Yesterday (Sept. 15) a boogie boarder at Cape Cod suffered the first fatal shark attack (paywall) in Massachusetts since 1936, and the first in the US since 2015.
While tragic, shark attacks are very rare, and fatal encounters are even rarer. According to the International Shark Attack File (ISAF) compiled by the Florida Museum, in 2017 there were 88 confirmed, unprovoked shark attacks in the world, resulting in five fatalities.
The museum makes a careful distinction between unprovoked attacks and those that are the result of humans intentionally interacting with sharks:
“Unprovoked attacks” are defined as incidents where an attack on a live human occurs in the shark’s natural habitat with no human provocation of the shark.
“Provoked attacks” occur when a human initiates physical contact with a shark, e.g. a diver is bitten after grabbing a shark, attacks on spearfishers and those feeding sharks, bites occurring while unhooking or removing a shark from a fishing net, etc.
More shark attacks occur in Florida than anywhere else, about 35% of the world total most years.

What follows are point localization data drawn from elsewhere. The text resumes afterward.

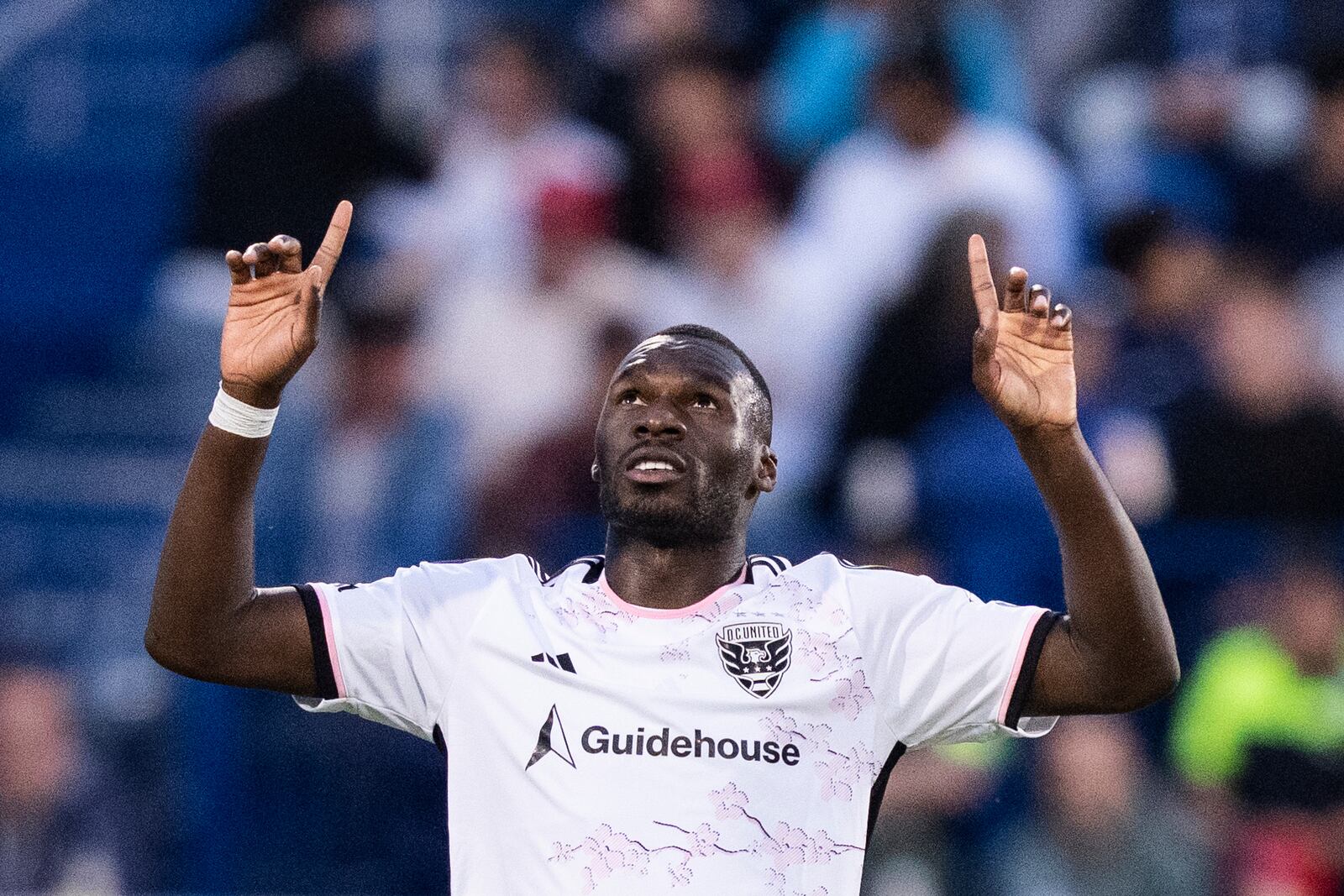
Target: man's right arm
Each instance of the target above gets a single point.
(207, 620)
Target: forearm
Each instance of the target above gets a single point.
(1122, 649)
(206, 569)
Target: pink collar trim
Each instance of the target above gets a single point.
(655, 613)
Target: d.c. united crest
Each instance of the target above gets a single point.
(756, 654)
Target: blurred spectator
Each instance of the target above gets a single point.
(544, 504)
(816, 83)
(1296, 212)
(1171, 275)
(1260, 443)
(291, 129)
(506, 354)
(1105, 825)
(823, 70)
(874, 202)
(365, 477)
(624, 39)
(511, 141)
(54, 833)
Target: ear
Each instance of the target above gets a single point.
(766, 472)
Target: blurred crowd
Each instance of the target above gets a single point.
(537, 192)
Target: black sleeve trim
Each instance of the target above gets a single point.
(323, 673)
(438, 741)
(1028, 668)
(879, 786)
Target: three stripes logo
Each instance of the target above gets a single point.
(559, 661)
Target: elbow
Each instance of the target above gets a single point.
(183, 661)
(1155, 680)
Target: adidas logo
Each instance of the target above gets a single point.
(559, 661)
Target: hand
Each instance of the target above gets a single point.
(1023, 351)
(275, 305)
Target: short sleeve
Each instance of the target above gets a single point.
(386, 651)
(947, 665)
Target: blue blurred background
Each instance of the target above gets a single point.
(537, 186)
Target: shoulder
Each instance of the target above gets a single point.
(864, 579)
(436, 582)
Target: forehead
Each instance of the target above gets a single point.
(685, 356)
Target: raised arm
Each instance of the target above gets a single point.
(1115, 651)
(208, 621)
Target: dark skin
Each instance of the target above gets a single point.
(682, 456)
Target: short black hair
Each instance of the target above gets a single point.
(710, 335)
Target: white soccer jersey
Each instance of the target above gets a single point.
(736, 746)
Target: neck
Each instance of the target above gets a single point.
(669, 578)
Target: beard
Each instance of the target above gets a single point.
(707, 515)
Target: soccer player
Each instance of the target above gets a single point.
(672, 715)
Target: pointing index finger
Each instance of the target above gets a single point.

That reflects the large number of swimmers who frequent the state’s sandy beaches and warm water, notes the ISAF, pointing out that “one has a far greater chance of drowning than dying by shark attack.” Many of these incidents are not Jaws-style attacks. ”Most of them are better called bites than attacks,” ISAF curator George Burgess told Florida newspaper the Sun-Sentinel in 2014. “They’re the equivalent of dog bites.”
Worldwide, shark attacks are on the rise, and environmental factors like the warm waters of El Niño can influence the numbers and areas in which sharks and swimmers come in contact. The increase over time, though, has less to do with sharks and more to do with the number of humans in the water. The ISAF point out that as beach attendance rises, so do attacks.